Soru : Nisab üzeri malımızın üzerinden bir yıl geçtikten ve zekat farz olduktan sonra iflas etse ( zayi olsa ) zekat gerekir mi?
Cevap : Bir malda zekat borcu oluştuktan sonra, bu malın aslı, daha zekatı ödenmeden önce çalınsa, kaybolsa, gasbedilse veya şahsın iflas etmesi gibi bir yolla zayi olsa; şahıs ister ödeme imkanına sahip olsun, isterse de olmasın, zekat borcu onun zimmetinden düşer. Yani zekat vermesi gerekmez. Fakat bu malı bağış, hibe yaparsa zekat borcu düşmez.Yani zekâtını vermesi gerekir. Yine malının zekatını vermek farz olduktan sonra bir ev alsa zekatını vermesi farzdır. Zaten zekat tahakkuk etmeden ev alsa veya tasarrufta bulunsa zekat gerekmez.Fakat zekat farz olduktan sonra dağıtılması gereken kısmı ( malın aslı değil ) helak olsa, o zaman zekatı vermek gerekir.
Soru:Gerekmesi halinde namaz sonunda sehiv secdesini nasıl yapmalıyız?
Cevap:Sehven yani unutarak, yanılarak veya hataen namazın farzlarından birinde geciktirme olursa veya namazın vaciplerinden birini terk etme veya geciktirme olursa bu noksanlık namaz sonunda iki secde ile o namazı tamam kılar. Buna sehiv secdesi denir. Sehiv secdesi şöyle yapılır;eğer yalnız namaz kılan ise şehadetten sonra salli / barik’ten önce sağa / sola selam verir, iki secde yapar ve yeniden tahiyyat, salli, barik, rabbena dualarını okur ve tekrar selamla namazını tamamlamış olur.Eğer imam ise yalnız sağa selam verir ve münferidin (yalnız kılanın ) yaptıklarını yapar. Böylece imamın da cemaatin de namazı tamamlanmış olur.Namazın vaciplerini kasden terk etmek tahrimen mekruhtur. kasden terk edenin namazı yeniden kılması vacibdir.
Soru : Hocamıza namazda uyduğum zaman Sühanekeden sonra “Euzu billahi mineşşeydanirracim BismillahirRahmanirRahim”i benim de okumam gerekir mi ?
Cevap : Hayır, gerekmez. Cemaat olarak siz sadece “Sübhaneke” yi ilk rekatta, namaza başlama Tekbirinden sonra okursunuz ve süküt edersiniz.

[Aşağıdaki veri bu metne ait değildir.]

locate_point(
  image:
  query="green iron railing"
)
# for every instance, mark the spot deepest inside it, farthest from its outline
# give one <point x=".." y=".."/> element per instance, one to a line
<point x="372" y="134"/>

Çünkü ilk rekatta Euzü’yü ve her rekatta besmeleyi Fatihadan önce okumak sünnettir. Bu kıraattan (yani Fatiha-i Şerif’ten) önce okunur. Yani bunları okumak Fatiha’ya bağlıdır. İmama uyduğunuz için siz okumazsınız.Ancak, imam veya yalnız namaz kılan, her “Subhaneke” okunduğu yerde peşine Euzü’yü ve Besmele’yi okumalıdır. Ayrıca imam veya yalnız namaz kılan, her Fatiha’dan önce Besmele’yi okur.